对KMP理解突然加深了一大截,不过起初用了种类似dp的方法,借用了之前的状态(由于先写的1961 直接抓来同样的代码改改交了 发现时间好久 然后才明白了……
首先对于Next数组,Next[i]其实实在i-1上建立的,也就是i-1与其应匹配的位置上的字符匹配,如果不同就往前找,直到找到第一个匹配的字符str[j],或者找到串首,然后给Next[i]赋值j+1 表示i失配后应和str[j+1]比较
这样来看,如果通过Next来找第i个字符往前的最早匹配,其实应该观察Next[i+1] 这样其实从Next[i+1]-1到i间就是前缀串i的重复子串 也就是长为i的前缀的模式串
那么题中所求的就是长为len的前缀的模式串 也就是len/Next[len](Next数组下标从0开始
代码如下:
#include <iostream>
#include <cmath>
#include <vector>
#include <cstdlib>
#include <cstdio>
#include <cstring>
#include <queue>
#include <stack>
#include <list>
#include <algorithm>
#include <map>
#include <set>
#define LL long long
#define Pr pair<int,int>
#define fread() freopen("in.in","r",stdin)
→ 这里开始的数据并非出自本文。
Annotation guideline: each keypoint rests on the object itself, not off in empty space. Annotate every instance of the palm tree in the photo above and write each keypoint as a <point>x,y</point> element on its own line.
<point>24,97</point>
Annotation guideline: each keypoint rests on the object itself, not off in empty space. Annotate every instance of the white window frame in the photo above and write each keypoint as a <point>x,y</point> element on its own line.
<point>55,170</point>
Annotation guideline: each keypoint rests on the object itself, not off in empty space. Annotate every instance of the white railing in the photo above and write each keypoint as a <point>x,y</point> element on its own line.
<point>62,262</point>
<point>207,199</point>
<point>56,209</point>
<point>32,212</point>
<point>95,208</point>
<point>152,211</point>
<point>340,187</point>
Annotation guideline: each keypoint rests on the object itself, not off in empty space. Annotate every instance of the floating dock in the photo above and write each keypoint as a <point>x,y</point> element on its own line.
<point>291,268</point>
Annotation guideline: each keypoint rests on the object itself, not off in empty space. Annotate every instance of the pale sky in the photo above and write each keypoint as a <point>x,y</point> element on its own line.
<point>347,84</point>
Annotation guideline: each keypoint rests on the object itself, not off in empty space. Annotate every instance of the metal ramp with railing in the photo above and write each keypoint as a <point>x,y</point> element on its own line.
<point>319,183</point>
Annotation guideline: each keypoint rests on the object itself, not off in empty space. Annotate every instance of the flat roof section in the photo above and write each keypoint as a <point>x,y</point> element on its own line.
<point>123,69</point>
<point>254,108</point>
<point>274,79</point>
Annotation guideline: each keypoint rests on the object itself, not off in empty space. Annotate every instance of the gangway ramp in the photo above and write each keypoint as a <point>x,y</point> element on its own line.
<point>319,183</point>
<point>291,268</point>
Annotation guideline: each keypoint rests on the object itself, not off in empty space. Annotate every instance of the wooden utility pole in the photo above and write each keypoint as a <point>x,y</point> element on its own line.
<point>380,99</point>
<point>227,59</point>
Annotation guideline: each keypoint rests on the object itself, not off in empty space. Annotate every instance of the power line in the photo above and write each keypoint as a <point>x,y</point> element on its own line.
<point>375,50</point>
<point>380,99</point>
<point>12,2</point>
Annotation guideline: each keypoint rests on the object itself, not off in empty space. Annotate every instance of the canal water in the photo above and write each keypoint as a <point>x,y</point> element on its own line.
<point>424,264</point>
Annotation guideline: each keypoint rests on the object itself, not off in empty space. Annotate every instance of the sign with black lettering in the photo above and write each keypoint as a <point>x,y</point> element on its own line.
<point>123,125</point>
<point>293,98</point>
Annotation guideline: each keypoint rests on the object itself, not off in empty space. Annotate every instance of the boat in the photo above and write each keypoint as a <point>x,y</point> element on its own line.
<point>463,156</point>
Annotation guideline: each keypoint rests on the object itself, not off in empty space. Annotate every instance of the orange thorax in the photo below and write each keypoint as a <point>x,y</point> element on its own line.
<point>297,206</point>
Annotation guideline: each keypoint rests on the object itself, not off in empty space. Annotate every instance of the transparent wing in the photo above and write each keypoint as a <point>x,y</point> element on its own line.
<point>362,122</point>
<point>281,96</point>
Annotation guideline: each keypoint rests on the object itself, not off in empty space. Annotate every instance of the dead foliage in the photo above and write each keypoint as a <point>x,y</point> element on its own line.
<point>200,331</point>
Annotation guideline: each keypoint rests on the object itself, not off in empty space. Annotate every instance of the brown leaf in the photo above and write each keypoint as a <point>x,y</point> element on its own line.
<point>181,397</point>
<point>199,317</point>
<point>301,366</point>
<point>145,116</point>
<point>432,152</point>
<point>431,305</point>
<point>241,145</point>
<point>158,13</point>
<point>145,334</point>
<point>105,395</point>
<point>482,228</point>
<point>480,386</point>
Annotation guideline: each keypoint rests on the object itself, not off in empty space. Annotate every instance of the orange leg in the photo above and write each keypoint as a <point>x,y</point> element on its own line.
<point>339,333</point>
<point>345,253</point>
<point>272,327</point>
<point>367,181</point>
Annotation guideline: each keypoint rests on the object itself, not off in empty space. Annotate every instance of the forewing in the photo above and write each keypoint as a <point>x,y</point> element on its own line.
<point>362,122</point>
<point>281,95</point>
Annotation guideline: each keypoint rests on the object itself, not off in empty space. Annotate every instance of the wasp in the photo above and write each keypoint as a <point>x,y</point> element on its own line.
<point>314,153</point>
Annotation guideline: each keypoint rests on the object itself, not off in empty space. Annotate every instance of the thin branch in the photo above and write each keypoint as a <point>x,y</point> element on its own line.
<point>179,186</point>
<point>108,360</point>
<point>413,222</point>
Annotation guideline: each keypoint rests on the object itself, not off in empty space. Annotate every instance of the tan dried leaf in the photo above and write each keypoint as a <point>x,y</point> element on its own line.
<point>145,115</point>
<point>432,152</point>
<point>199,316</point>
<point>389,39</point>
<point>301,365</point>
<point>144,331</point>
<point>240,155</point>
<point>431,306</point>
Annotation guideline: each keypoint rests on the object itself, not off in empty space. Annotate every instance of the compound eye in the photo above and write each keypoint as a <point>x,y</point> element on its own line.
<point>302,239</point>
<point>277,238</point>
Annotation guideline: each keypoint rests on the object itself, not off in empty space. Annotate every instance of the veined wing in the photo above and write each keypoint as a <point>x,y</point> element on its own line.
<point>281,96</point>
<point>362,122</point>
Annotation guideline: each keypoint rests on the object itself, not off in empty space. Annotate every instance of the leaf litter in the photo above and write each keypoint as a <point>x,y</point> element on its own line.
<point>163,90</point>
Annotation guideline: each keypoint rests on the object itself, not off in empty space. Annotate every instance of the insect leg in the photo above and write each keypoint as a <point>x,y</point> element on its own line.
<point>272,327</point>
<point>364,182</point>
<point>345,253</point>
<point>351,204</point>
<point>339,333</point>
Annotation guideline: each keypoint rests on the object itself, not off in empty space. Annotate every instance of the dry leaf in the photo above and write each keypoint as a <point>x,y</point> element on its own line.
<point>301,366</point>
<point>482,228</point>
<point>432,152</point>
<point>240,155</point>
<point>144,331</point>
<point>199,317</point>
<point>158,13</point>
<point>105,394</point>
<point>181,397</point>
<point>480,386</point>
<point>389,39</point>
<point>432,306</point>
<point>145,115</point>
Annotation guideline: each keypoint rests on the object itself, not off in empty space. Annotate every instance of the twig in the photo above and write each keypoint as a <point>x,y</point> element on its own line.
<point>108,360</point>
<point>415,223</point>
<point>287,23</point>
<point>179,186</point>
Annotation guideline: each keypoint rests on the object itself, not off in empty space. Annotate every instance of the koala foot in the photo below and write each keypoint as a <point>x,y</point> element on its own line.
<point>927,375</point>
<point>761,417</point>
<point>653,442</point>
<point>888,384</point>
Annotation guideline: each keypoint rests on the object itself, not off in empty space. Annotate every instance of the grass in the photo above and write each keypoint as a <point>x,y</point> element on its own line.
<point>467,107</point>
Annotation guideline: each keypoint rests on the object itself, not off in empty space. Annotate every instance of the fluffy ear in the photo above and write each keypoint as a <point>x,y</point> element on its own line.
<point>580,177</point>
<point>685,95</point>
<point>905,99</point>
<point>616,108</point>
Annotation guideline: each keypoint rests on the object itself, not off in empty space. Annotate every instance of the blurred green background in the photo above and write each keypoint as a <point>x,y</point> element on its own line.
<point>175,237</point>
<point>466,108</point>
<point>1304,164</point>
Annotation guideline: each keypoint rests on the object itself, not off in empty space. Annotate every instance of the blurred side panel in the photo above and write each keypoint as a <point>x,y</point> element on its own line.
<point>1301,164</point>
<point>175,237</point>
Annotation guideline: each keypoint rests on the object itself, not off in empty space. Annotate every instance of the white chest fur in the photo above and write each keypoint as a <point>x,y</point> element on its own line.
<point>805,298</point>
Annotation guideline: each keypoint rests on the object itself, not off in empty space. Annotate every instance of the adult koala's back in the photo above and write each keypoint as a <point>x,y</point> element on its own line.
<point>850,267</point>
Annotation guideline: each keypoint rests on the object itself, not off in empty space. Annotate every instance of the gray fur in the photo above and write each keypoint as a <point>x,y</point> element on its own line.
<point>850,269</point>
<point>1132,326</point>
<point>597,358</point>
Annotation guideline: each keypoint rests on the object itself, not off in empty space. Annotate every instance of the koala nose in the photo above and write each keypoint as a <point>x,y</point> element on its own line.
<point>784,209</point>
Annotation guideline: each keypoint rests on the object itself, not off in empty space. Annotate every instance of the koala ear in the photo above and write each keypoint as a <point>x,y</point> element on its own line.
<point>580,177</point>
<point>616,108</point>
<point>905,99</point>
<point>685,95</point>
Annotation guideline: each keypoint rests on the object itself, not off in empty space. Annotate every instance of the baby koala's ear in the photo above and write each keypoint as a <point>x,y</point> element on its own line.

#define fwrite() freopen("out.out","w",stdout)
using namespace std;
const int INF = 0x3f3f3f3f;
const int msz = 10000;
const int mod = 1e9+7;
const double eps = 1e-8;
char str[2333333];
int Next[2333333];
int n;
void GetNext()
{
int j,i = 0;
j = Next[0] = -1;
while(i < n)
{
while(j != -1 && str[i] != str[j]) j = Next[j];
++i,++j;
Next[i] = j;
}
}
int main()
{
//fread();
//fwrite();
while(~scanf("%s",str) && str[0] != '.')
{
n = strlen(str);
GetNext();
printf("%d\n",(n%(n-Next[n]) == 0)? n/(n-Next[n]): 1);
}
return 0;
}